Référence obligée des discours et des pratiques politiques, la démocratie est en crise. Les comportements oligarchiques renaissent, appuyés sur la globalisation économique : diktat des organismes financiers internationaux, politiques imposées par l’Union européenne, etc. En France, les institutions politiques fonctionnent comme repliées sur elles-mêmes. A quand des institutions démocratiques pour sauver les citoyens ? Mais aussi, à quand des citoyens libres pour sauver la démocratie ?
C’est précisément à la critique des institutions françaises que s’attaque Dominique Rousseau, professeur de droit constitutionnel à Montpellier, dans La Ve République se meurt, vive la démocratie. En effet, la première caractéristique de la crise actuelle tient à la terrible difficulté de faire passer la volonté du peuple auprès des dirigeants. C’est ce que l’on peut nommer un décrochage institutionnel. L’auteur analyse la défaillance d’un système politique dans lequel le pouvoir n’a aucun contrepoids, agit sans contrôle et ne se sent pas responsable devant le peuple souverain. Ce pouvoir ignore totalement les préoccupations des citoyens, qui se reconnaissent, quant à eux, de moins en moins dans leurs institutions.
Depuis presque quarante ans , les politiques refusent de répondre de leur choix. Un exemple parmi tant d’autres cités par Rousseau : « Quand le président demande au peuple d’approuver sa politique européenne, quand le président perd le référendum et quand il ne démissionne pas (2005), cela signifie que les institutions n’assurent pas la liaison, essentielle en démocratie, entre décision et responsabilité » (p. 11). Le refus de soumettre à référendum le nouveau traité européen, signé à Lisbonne le 13 décembre 2007, confirme que les dirigeants refusent de rendre compte au peuple.
L’auteur remonte aux sources de la crise de confiance entre gouvernants et gouvernés. Cette crise était inscrite dans les institutions de la Ve République, qui fracturent les liens politiques. La Constitution de 1958 continue, aujourd’hui, à épuiser la démocratie. A la France « du bas », insoumise mais méprisée, cet ordre institutionnel, né d’une insurrection militaire ,ne fait qu’opposer l’hégémonie présidentielle consacrée par la réforme de 1962, « le sacre populaire allant jusqu’à jouer le rôle du sacre de Reims ! » (p. 172).
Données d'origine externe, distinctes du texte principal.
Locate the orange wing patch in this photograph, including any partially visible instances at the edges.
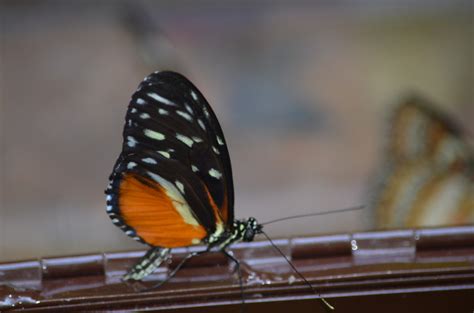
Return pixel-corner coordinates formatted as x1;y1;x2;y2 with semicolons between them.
119;174;207;248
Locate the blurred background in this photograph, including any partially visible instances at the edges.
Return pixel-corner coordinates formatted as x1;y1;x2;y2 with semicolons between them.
0;0;474;261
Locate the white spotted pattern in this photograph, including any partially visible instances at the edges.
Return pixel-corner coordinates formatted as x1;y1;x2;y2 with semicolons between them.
176;111;193;122
176;134;194;148
158;151;171;159
142;158;158;164
147;92;175;105
193;136;202;143
147;172;199;226
209;168;222;179
184;104;194;115
143;129;165;140
127;136;138;148
198;119;206;131
158;109;170;115
175;180;184;195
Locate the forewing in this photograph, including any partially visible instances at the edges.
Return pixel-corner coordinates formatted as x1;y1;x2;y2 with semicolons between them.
107;72;234;247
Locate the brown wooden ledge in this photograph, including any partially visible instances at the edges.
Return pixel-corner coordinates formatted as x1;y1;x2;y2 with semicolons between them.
0;226;474;313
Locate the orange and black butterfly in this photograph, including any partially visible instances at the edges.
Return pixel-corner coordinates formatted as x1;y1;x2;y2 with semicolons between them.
105;72;262;280
372;97;474;228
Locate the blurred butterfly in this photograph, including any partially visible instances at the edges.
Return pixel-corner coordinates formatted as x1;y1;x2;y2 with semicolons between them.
371;97;474;228
105;72;336;309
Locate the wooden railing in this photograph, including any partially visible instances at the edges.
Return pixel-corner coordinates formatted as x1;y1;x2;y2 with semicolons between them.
0;226;474;313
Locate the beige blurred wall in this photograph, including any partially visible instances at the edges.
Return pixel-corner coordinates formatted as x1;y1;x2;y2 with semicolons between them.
0;1;474;261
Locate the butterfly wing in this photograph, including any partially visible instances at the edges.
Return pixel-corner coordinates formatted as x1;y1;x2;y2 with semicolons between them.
106;72;234;248
372;98;474;228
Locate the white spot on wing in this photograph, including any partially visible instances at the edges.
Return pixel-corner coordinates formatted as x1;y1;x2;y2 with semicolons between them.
193;136;202;143
127;136;138;148
147;172;199;226
175;180;184;195
202;107;210;119
135;98;146;105
176;111;193;121
147;92;175;105
142;158;158;164
176;134;194;148
198;119;206;131
184;104;194;115
143;129;165;140
209;168;222;179
158;151;171;159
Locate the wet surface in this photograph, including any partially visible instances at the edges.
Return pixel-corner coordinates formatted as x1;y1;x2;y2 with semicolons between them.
0;227;474;312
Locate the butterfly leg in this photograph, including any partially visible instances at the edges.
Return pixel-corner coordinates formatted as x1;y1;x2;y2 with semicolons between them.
123;247;171;281
148;249;209;290
222;250;245;312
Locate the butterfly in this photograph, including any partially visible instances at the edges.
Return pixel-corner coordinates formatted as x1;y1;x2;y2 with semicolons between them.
371;97;474;228
105;71;336;309
105;71;262;280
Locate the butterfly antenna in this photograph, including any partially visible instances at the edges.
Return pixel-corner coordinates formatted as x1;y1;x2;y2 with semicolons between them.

Si l’ambition gaullienne était de doter enfin la France « des institutions qui lui font défaut depuis 1789 », la Ve République développe des principes contraires à l’esprit des Lumières en bravant notamment la séparation des pouvoirs. Car, loin d’être pour le peuple un « souverain captif », le président bénéficie d’une concentration des pouvoirs et peut se passer de la légitimité du collectif : la responsabilité politique se dilue quand le chef de l’Etat se maintient malgré des échecs électoraux, législatifs ou référendaires .
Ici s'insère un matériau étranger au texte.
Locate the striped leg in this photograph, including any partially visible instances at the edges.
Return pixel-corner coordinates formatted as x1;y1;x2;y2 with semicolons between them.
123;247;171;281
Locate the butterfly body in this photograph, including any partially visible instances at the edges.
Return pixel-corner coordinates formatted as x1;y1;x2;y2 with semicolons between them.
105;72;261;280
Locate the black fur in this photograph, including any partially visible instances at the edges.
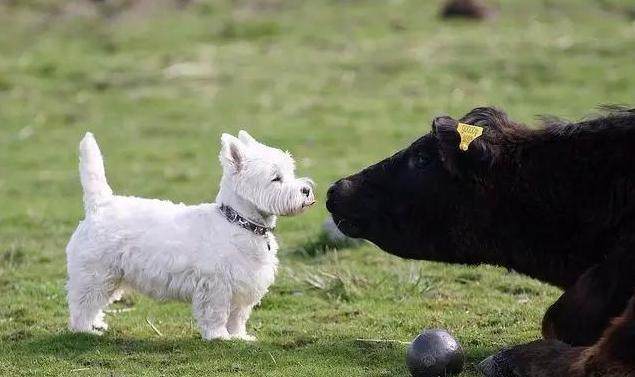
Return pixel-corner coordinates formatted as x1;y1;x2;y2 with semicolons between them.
327;107;635;368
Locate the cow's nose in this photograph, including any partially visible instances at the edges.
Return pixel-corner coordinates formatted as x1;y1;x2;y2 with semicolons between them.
327;178;353;196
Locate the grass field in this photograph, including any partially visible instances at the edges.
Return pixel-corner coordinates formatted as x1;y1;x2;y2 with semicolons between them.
0;0;635;377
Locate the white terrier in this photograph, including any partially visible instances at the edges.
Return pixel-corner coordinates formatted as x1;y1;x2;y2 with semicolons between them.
66;131;315;340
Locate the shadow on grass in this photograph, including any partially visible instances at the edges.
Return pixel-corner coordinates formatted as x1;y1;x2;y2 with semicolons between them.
11;333;497;376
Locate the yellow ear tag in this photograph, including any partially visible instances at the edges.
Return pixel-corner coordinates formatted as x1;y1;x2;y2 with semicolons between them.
456;123;483;151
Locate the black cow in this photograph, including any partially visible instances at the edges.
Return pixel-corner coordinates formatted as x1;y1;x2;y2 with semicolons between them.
327;107;635;376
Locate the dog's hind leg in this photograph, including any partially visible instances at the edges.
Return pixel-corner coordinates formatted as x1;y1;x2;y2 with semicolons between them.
227;305;256;342
192;279;231;340
67;271;116;334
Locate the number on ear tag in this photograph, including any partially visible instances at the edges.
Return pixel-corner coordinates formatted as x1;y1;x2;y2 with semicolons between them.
456;123;483;151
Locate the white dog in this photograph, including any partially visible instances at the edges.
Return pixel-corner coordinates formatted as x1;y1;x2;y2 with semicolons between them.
66;131;315;340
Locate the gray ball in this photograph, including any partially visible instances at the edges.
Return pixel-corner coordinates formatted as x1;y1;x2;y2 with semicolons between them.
406;329;464;377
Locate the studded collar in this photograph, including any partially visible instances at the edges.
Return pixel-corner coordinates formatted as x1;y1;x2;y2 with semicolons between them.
219;204;275;236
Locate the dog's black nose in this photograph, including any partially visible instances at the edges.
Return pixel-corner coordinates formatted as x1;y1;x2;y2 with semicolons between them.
300;186;311;198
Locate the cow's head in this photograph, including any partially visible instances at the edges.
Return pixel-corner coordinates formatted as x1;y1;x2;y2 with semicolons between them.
326;108;522;259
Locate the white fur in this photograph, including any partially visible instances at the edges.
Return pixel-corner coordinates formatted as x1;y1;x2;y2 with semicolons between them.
66;131;314;340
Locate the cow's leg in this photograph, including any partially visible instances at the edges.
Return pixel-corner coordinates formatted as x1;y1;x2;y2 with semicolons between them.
542;255;635;346
479;296;635;377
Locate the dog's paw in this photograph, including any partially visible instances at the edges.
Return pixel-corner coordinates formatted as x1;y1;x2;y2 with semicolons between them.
93;313;108;332
203;329;232;340
231;334;258;342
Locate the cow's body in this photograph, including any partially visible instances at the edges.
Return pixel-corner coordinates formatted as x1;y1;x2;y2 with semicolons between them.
327;108;635;374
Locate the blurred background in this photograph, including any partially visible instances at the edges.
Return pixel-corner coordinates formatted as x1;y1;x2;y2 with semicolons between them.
0;0;635;375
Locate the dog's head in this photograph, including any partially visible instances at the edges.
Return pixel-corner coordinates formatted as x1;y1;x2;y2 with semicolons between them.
220;131;315;216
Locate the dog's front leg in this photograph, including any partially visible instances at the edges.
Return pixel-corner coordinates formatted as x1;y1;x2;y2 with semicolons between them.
227;305;256;342
192;280;231;340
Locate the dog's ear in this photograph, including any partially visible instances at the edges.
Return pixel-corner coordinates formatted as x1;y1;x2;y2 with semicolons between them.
238;130;258;145
432;116;491;176
219;134;245;173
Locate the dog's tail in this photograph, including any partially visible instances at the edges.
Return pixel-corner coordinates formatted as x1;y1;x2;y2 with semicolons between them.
79;132;112;214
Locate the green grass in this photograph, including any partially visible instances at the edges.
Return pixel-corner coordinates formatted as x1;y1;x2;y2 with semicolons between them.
0;0;635;376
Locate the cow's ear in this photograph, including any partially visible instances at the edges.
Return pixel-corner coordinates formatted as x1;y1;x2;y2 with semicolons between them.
432;116;491;176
Des ordonnances des articles 38 et 49-3 à l’abaissement systématique du Parlement – qui n’a même pas la maîtrise de l’ordre du jour de ses séances –, en passant par la personnalisation des débats par le jeu de l’élection présidentielle, tout ou presque, y compris la primauté du droit européen sur le droit national, étouffe les vaisseaux sanguins de la démocratie. Depuis les années 1980, ni François Mitterrand, ni M. Jacques Chirac, ni encore moins M. Nicolas Sarkozy, qui tente de gouverner à l’aide des sondages, n’ont dégrippé cette situation. Posant des jalons pour une « Constitution des citoyens », Rousseau lie la décomposition de l’ordre institutionnel à sa conséquence : la décomposition de l’ordre social et le repli sur le sociétal.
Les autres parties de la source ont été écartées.